Born Declan Patrick MacManus, Costello decided at an early age that he’d go into the family business. He was the grandson of Patrick MacManus, a trumpet player from the White Star Line and son to Ronald Patrick Ross McManus. Costello’s father was an English musician and jazz player who had become successful as a radio dance band vocalist.

When Costello talks about what he hopes to achieve with his memoir, written exclusively by him without the employ of a ghost writer, he talks about a unique insight into what he deems his “unlikely” rise to fame (via The Guardian).

In his memoir he explores not just his career but the emotional foundations of some of his greatest songs. The book, as some memoirs inherently are, promises not to be a contrived dish of narcissism served no doubt with a side of dry British humour but, with reference to many of his other collaborators and co-conspirators, a comment on a lifetime of experiences.
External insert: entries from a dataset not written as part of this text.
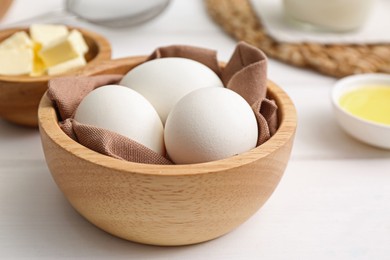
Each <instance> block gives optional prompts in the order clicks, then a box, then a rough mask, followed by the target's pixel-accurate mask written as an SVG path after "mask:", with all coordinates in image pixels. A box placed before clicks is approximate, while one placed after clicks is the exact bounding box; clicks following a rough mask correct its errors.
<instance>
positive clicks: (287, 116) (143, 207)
mask: <svg viewBox="0 0 390 260" xmlns="http://www.w3.org/2000/svg"><path fill="white" fill-rule="evenodd" d="M144 61H145V58H143V57H136V58H134V57H133V58H123V59H118V60H112V61H106V62H103V63H102V64H101V66H99V67H100V68H98V67H95V68H94V71H91V73H92V74H93V75H99V74H108V73H116V74H122V75H124V74H126V73H127V71H129V70H130V69H132V68H133V67H135V66H137V65H138V64H140V63H141V62H144ZM268 95H269V97H270V98H272V99H274V100H275V102H276V104H277V105H278V111H279V114H278V117H279V122H278V129H277V131H276V133H275V134H274V135H273V136H272V137H271V139H269V140H268V141H267V142H265V143H263V144H262V145H260V146H258V147H256V148H254V149H252V150H250V151H247V152H244V153H242V154H239V155H236V156H232V157H229V158H226V159H222V160H217V161H212V162H207V163H198V164H184V165H155V164H142V163H134V162H129V161H124V160H119V159H115V158H113V157H109V156H105V155H102V154H100V153H97V152H95V151H92V150H90V149H88V148H86V147H84V146H82V145H81V144H79V143H77V142H76V141H74V140H72V139H71V138H69V137H68V136H67V135H66V134H65V133H64V132H63V131H62V130H61V129H60V127H59V124H58V117H57V113H56V110H55V108H54V106H53V104H52V102H51V101H50V100H49V98H48V97H47V95H45V96H43V98H42V100H41V103H40V106H39V111H38V117H39V127H40V133H41V138H42V145H43V150H44V153H45V157H46V162H47V164H48V167H49V169H50V172H51V174H52V176H53V178H54V180H55V182H56V184H57V185H58V187H59V188H60V189H61V191H62V192H63V193H64V195H65V197H66V198H67V199H68V201H69V202H70V203H71V204H72V206H73V207H74V208H75V209H76V210H77V211H78V212H79V213H80V214H81V215H82V216H84V217H85V218H86V219H88V220H89V221H90V222H91V223H93V224H94V225H96V226H97V227H99V228H101V229H103V230H105V231H107V232H108V233H110V234H113V235H115V236H118V237H121V238H124V239H127V240H131V241H135V242H140V243H145V244H153V245H164V246H174V245H186V244H194V243H200V242H204V241H207V240H211V239H214V238H217V237H219V236H222V235H224V234H226V233H228V232H229V231H231V230H233V229H234V228H236V227H237V226H239V225H240V224H242V223H243V222H244V221H246V220H247V219H248V218H249V217H251V216H252V215H253V214H254V213H255V212H256V211H257V210H259V209H260V208H261V207H262V205H263V204H264V203H265V202H266V201H267V200H268V198H269V197H270V196H271V194H272V193H273V191H274V190H275V188H276V187H277V185H278V183H279V181H280V179H281V177H282V175H283V172H284V170H285V168H286V165H287V163H288V160H289V157H290V153H291V148H292V145H293V139H294V135H295V129H296V120H297V119H296V111H295V108H294V105H293V103H292V101H291V100H290V98H289V97H288V95H287V94H286V93H285V92H284V91H283V90H282V89H281V88H279V87H278V86H277V85H275V84H274V83H272V82H271V81H268Z"/></svg>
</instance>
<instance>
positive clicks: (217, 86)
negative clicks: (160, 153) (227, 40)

His collaborators span from Burt Bacharach, Bill Frisell, the composer Richard Harvey to the band The Roots.


Elvis Costello with drummer Questlove from The Roots. Photo Credit: Danny Clinch.


As an artist he’s always managed to combine the cynicism of punk with a layer of sophisticated lyricism representative more of new wave music. Case in point: ‘Alison’. Although this might be true of his music, his humour belies a depth that comes through on occasions, like in this interview by Monique Schafter for the ABC.

This month he’s touring all around the UK… and then it’s on to the US for the second leg. Unfaithful Music and Disappearing Ink will be published by Viking, an imprint of Penguin Random House, not long after he wraps up his tours.